YAML vs INI (Again) and the plan for yet another INI module

By Steven Haryanto on September 30, 2011 12:20 AM

For the past several years, I'd been set on YAML as the format for configuration file. It's human-readable, pretty, portable, and support arbitrary data structures. But for future projects, I'm planning to use INI format. Why?

First of all, YAML is "too complex" for users. There are subtle syntaxes, like the requirement for list separator character (,) or the mapping character (:) to be followed by space. And then there are object literals like Yes/No/true/false, ~, date/time, etc. And the various ways to do heredocs. It would take at the very least an hour to explain the syntax to first timers, and days to familiarize with it.

Second, and this is more important for me, there are no round-trip parsers/emitters for YAML. You can't modify data without reformatting the whole file and removing all comments.

INI doesn't have these problems. It's pretty readable, it's familiar to most users including Windows users, and it's easy to write round-trip parser for it. But INI has a different set of problems. One, there is no standard/specification. Each implementation will differ in some ways and have different features. And two, it has restrictions in encoding data structures.

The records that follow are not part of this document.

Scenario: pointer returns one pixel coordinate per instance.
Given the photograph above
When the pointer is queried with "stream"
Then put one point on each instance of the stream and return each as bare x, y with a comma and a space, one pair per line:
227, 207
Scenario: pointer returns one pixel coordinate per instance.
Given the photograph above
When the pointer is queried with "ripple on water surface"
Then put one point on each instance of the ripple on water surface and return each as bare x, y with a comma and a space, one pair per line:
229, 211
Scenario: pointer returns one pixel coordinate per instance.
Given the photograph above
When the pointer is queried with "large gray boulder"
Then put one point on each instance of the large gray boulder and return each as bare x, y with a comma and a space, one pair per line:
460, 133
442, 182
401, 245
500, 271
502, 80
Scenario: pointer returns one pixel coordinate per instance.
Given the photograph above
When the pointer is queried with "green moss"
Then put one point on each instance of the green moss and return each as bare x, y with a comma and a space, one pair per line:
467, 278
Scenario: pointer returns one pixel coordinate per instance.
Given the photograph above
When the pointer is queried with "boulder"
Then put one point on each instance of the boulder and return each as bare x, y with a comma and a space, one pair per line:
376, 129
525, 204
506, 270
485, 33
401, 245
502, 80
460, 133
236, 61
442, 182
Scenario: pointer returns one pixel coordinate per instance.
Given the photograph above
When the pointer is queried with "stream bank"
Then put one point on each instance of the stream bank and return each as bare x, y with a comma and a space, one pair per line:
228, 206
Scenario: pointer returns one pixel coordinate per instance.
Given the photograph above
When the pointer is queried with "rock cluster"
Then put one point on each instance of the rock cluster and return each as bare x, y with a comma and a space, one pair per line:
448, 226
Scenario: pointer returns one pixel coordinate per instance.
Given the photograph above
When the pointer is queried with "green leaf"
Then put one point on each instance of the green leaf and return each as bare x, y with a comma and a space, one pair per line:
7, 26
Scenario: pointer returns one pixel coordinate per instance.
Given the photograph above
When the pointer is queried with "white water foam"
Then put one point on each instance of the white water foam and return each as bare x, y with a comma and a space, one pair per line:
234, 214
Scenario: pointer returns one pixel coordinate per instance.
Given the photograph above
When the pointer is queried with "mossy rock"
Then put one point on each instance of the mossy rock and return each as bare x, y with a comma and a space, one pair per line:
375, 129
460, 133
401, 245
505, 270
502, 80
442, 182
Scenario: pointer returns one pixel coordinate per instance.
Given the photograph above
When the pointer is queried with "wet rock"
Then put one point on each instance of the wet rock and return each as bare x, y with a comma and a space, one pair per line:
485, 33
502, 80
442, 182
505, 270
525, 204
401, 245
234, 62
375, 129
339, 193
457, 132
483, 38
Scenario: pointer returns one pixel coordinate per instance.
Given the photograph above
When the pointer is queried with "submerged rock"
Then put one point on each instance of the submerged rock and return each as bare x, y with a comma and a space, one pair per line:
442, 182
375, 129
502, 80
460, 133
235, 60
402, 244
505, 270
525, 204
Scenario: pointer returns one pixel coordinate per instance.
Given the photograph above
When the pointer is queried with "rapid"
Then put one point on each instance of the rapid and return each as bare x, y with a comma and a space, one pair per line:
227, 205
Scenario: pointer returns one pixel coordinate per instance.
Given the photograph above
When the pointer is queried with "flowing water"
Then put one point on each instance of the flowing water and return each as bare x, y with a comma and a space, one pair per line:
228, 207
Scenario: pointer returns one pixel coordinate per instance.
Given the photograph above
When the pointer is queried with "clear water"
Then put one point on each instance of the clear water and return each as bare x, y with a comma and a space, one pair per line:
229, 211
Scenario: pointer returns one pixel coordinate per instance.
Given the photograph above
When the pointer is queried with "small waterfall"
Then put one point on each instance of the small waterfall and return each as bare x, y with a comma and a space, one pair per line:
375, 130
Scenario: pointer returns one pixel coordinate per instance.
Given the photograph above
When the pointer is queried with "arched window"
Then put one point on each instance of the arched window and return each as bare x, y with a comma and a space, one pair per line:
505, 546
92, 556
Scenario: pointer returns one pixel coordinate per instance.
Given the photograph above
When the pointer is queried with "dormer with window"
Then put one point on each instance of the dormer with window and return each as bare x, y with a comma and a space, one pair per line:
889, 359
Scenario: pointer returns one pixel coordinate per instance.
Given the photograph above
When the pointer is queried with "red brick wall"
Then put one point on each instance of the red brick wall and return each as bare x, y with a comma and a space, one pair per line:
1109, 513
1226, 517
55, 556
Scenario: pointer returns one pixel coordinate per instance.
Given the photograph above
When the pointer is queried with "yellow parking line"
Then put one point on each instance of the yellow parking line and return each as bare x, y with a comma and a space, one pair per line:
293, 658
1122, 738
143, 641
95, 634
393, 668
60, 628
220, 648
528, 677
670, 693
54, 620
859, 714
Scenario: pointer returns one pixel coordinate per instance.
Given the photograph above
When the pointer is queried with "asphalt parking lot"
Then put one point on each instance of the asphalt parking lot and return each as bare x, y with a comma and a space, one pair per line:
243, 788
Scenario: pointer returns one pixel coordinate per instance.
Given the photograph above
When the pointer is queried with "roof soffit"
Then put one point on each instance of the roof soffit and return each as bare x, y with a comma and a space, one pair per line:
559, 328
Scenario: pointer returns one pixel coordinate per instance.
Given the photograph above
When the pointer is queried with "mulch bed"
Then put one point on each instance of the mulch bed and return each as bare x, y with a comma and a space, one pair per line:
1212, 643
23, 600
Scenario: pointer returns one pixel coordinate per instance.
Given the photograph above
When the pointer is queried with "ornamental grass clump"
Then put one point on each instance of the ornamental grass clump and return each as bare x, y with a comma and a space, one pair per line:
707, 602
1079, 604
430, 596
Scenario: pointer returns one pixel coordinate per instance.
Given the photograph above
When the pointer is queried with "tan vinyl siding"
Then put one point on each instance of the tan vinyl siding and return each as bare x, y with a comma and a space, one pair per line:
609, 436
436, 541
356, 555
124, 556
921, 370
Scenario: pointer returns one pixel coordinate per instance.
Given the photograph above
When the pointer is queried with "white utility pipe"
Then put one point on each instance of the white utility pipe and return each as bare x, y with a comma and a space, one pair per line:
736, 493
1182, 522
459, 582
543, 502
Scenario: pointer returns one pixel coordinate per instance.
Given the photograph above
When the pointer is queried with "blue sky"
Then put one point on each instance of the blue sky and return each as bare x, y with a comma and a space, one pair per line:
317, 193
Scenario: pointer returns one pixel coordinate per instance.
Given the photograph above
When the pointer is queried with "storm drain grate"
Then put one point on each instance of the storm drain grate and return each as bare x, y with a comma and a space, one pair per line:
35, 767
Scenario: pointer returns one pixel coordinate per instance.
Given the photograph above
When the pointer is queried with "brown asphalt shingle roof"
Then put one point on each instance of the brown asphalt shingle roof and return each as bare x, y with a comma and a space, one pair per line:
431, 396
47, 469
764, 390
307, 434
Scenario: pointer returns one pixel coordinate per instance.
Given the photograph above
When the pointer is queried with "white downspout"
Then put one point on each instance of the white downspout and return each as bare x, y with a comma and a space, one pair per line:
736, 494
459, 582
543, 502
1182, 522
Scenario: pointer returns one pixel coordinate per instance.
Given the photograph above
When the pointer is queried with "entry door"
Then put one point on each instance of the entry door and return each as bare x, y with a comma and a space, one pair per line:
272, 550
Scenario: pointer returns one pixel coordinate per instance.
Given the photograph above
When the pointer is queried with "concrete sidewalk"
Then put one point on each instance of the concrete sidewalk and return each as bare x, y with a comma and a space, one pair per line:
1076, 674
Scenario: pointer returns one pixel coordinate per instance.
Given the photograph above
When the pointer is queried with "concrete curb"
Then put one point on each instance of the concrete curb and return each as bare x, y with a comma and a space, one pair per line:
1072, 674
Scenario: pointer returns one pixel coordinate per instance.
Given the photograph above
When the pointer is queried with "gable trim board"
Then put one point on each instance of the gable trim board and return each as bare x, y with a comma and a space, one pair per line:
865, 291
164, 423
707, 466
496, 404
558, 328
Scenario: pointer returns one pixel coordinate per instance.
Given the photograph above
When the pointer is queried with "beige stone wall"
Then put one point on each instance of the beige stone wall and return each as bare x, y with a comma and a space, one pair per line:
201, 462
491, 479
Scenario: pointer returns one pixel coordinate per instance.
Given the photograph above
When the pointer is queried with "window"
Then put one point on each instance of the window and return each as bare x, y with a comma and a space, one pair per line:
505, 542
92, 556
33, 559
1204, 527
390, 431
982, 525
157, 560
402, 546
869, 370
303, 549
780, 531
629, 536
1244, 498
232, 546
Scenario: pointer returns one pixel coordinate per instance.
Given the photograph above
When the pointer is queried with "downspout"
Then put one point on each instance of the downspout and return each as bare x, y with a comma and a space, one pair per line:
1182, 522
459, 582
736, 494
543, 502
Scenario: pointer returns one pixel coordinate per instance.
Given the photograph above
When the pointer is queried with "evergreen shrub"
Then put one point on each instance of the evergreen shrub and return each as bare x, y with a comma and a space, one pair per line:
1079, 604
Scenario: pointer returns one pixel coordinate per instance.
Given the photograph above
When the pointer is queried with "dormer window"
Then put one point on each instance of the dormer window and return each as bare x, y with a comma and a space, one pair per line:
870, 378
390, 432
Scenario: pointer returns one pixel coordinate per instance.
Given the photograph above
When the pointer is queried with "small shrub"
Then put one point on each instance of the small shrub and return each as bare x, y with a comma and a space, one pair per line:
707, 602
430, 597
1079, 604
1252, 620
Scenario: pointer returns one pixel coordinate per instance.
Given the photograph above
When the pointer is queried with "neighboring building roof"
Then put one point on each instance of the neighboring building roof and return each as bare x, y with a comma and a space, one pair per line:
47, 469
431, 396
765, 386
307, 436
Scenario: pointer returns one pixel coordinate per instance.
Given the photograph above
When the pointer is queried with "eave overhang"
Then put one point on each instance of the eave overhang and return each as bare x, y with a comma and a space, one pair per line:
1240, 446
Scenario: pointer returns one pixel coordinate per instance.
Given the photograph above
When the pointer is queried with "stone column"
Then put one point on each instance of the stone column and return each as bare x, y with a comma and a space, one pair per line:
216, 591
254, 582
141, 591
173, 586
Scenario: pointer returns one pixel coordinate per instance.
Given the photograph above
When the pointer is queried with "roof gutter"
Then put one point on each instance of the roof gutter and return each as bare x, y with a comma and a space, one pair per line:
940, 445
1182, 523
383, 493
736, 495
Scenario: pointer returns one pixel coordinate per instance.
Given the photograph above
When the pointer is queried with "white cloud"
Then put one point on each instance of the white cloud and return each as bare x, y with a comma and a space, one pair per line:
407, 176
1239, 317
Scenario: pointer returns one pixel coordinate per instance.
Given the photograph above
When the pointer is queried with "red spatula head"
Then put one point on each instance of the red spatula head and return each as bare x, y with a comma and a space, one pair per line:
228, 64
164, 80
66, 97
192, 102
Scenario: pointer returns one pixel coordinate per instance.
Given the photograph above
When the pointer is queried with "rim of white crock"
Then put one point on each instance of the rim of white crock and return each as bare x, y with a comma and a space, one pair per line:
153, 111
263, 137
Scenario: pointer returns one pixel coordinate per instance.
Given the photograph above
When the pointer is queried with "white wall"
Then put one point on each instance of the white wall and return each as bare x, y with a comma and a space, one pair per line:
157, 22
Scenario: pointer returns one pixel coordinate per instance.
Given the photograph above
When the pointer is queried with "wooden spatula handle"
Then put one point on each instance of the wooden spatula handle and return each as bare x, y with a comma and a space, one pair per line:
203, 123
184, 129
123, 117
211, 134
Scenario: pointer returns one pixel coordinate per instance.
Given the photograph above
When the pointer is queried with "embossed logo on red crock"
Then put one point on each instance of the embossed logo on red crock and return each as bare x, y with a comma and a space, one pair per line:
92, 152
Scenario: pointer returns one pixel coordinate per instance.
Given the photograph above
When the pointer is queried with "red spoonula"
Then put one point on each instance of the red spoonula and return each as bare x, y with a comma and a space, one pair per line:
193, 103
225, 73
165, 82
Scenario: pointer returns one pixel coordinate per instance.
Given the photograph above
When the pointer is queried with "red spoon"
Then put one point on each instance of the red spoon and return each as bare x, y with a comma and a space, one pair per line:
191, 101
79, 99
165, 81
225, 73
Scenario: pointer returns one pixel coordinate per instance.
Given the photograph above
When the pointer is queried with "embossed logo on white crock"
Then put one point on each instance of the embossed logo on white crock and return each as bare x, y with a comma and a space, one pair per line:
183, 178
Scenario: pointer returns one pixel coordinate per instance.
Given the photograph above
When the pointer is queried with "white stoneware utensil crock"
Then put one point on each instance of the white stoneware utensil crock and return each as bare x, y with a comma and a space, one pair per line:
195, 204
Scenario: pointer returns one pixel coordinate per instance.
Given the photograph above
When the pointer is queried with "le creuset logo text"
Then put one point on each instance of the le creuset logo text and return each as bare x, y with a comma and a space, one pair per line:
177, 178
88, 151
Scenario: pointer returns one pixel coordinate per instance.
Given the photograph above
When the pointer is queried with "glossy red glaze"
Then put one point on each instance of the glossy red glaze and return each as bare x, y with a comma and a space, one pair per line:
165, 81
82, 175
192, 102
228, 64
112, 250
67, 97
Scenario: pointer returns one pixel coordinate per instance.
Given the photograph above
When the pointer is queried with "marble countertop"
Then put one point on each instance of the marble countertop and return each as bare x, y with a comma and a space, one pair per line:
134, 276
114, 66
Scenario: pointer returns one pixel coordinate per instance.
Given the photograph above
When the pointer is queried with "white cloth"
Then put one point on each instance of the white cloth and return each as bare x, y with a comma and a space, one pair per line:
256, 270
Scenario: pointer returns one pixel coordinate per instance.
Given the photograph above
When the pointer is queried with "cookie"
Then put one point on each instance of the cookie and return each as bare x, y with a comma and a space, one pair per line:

This brings me to a plan for an INI reader/writer module that I can use for my projects. It needs to the following features, and so far I've not found one on CPAN which satisfies these requirements. (But maybe I can patch an existing one instead of starting from scratch).

Round-trip. It needs to preserve formatting, including comments, blank lines, indentation, spacing between the "=", and so on.
Support storing deep array and hashes.
Support arbitrary section names, property names, & property values (e.g. property name containing "=", section name containing "]" or newlines).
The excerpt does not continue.